Saurabh Malik
Chandigarh, July 14
Nearly 26 years after services of Gurnoop Singh were terminated, the Punjab and Haryana High Court has asserted that the relief of reinstatement and continuity in service cannot be denied.
But by the time the Bench reached the conclusion, the workman had already crossed the age of superannuation and relinquished his claim for reinstatement seeking compensation instead. Taking note of his submissions, Justice Sanjay Vashisth of the high court directed a lump sum payment of Rs 3 lakh as compensation to the petitioner, who was drawing a monthly salary of Rs 1,500 before his termination.
Singh had moved the high court in 2012 after Jalandhar Industrial Tribunal held the termination action of Punjab Police Housing Corporation Ltd. illegal and in violation of the ID Act, but awarded a meagre compensation of Rs19,000. Justice Vashisth took just three hearings to decide the matter.

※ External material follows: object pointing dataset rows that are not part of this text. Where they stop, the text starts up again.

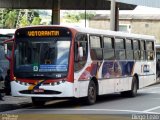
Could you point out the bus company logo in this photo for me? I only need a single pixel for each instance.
(9, 117)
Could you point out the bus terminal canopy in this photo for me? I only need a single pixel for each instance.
(64, 4)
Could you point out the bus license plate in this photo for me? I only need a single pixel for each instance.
(38, 90)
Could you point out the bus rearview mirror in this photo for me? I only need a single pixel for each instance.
(5, 49)
(80, 50)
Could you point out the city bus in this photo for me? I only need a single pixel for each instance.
(50, 62)
(157, 61)
(4, 64)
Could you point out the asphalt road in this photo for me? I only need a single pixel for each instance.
(145, 105)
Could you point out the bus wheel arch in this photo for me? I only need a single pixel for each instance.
(92, 91)
(134, 88)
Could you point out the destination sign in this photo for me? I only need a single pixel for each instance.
(43, 32)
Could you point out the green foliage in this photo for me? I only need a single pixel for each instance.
(76, 17)
(10, 18)
(36, 21)
(24, 22)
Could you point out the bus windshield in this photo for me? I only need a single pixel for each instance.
(41, 57)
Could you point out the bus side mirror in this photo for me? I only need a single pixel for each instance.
(5, 49)
(80, 51)
(8, 47)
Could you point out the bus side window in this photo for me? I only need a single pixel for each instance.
(136, 46)
(120, 49)
(80, 43)
(108, 49)
(96, 47)
(150, 50)
(129, 49)
(143, 50)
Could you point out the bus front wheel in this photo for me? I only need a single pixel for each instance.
(133, 91)
(37, 102)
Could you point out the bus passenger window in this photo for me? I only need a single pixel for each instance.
(129, 49)
(96, 48)
(80, 61)
(150, 50)
(120, 49)
(143, 50)
(136, 46)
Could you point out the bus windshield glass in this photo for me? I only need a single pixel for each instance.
(41, 57)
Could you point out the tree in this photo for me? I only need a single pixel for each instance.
(36, 21)
(24, 22)
(10, 20)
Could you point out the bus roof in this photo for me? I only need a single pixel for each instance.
(157, 45)
(104, 32)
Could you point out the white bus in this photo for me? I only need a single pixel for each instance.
(80, 63)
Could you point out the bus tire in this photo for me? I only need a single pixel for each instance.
(133, 91)
(37, 102)
(92, 93)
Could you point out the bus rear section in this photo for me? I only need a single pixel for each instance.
(42, 63)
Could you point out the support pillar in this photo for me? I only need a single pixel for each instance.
(114, 17)
(55, 12)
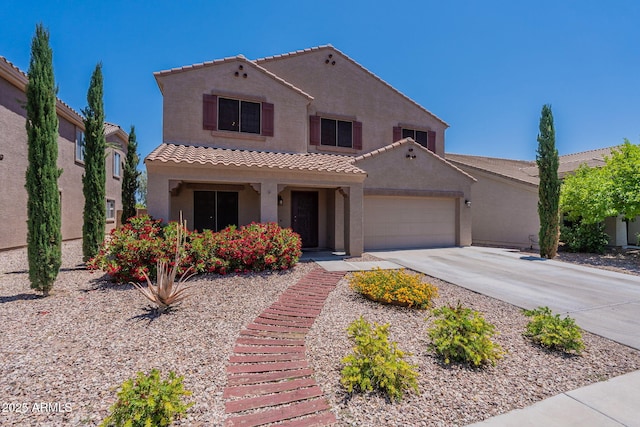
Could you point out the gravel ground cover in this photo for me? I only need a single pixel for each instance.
(77, 346)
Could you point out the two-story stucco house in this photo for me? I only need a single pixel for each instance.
(14, 162)
(310, 140)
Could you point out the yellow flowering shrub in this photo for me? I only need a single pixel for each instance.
(397, 287)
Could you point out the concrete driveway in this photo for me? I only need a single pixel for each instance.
(603, 302)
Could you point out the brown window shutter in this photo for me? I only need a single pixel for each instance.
(357, 135)
(397, 133)
(314, 130)
(431, 140)
(267, 119)
(209, 112)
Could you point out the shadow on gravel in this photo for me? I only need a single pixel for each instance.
(20, 297)
(152, 313)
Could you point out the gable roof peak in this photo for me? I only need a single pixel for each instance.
(357, 64)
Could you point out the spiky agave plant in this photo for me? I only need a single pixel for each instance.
(167, 292)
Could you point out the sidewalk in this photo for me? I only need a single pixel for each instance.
(610, 403)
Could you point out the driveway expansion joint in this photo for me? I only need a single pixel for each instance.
(268, 377)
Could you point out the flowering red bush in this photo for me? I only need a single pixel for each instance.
(136, 247)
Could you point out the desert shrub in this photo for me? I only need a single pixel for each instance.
(257, 247)
(167, 292)
(460, 334)
(148, 401)
(581, 237)
(396, 287)
(375, 363)
(551, 331)
(132, 251)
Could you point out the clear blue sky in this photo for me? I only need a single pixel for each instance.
(485, 67)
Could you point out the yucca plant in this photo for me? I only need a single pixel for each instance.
(167, 292)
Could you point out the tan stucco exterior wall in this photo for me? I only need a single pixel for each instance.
(348, 90)
(425, 175)
(182, 107)
(13, 166)
(505, 212)
(164, 177)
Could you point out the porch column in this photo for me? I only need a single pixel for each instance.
(339, 220)
(616, 228)
(158, 196)
(269, 201)
(354, 220)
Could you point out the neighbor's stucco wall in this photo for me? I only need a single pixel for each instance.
(13, 167)
(183, 107)
(345, 89)
(505, 212)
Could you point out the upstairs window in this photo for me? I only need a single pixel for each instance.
(111, 209)
(236, 115)
(79, 145)
(426, 138)
(116, 164)
(335, 133)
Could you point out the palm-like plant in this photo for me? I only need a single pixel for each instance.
(167, 292)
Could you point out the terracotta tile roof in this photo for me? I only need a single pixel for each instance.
(517, 170)
(190, 154)
(416, 145)
(328, 46)
(20, 79)
(527, 170)
(110, 128)
(232, 59)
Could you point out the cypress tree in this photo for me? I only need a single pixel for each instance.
(130, 178)
(549, 189)
(94, 179)
(44, 238)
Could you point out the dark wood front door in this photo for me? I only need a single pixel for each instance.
(304, 216)
(214, 210)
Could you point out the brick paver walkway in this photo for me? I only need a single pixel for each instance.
(268, 378)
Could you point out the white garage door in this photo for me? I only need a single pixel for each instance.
(408, 222)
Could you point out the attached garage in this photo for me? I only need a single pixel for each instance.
(409, 222)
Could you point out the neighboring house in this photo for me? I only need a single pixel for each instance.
(14, 162)
(310, 140)
(505, 199)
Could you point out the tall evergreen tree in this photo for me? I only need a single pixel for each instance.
(549, 189)
(44, 238)
(130, 178)
(94, 179)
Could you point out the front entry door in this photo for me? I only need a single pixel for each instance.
(214, 210)
(304, 216)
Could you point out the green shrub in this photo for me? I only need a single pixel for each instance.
(460, 334)
(580, 237)
(375, 363)
(551, 331)
(148, 401)
(397, 287)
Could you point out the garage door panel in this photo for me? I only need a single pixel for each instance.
(408, 222)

The Bench, during the course of hearing, was told that the petitioner continuously worked till November 1997 after was appointed in July 1992 as ‘work munshi’ by the management-corporation and his termination from service without issuing notice or payment of retrenchment compensation was in violation of Act. Justice Vashisth observed the tribunal concluded that the management/semi-government corporation’s termination action was in violation of the Act. But reinstatement direction could not be issued, “it being a backdoor entry of the workman in service”. The workman was awarded Rs 19,000 compensation instead of reinstatement and other claims, despite rendering the service for so many years.
After going through the tribunal’s observations and the case files, Justice Vashisth asserted: “After rendering more than five years of service by the workman-petitioner, and the observation made thereon by the tribunal in regard to the illegal action of termination of his service at the instance of the management, this court finds that the relief of reinstatement and continuity in service was not deniable”.
Justice Vashisth added the workman could have earned a significant salary had he continued in job. The court, as such, deemed it appropriate to award onetime compensation of Rs 3 lakh towards all the claims raised through the demand notice, “in light of the total period of service and potential salary revisions etc.”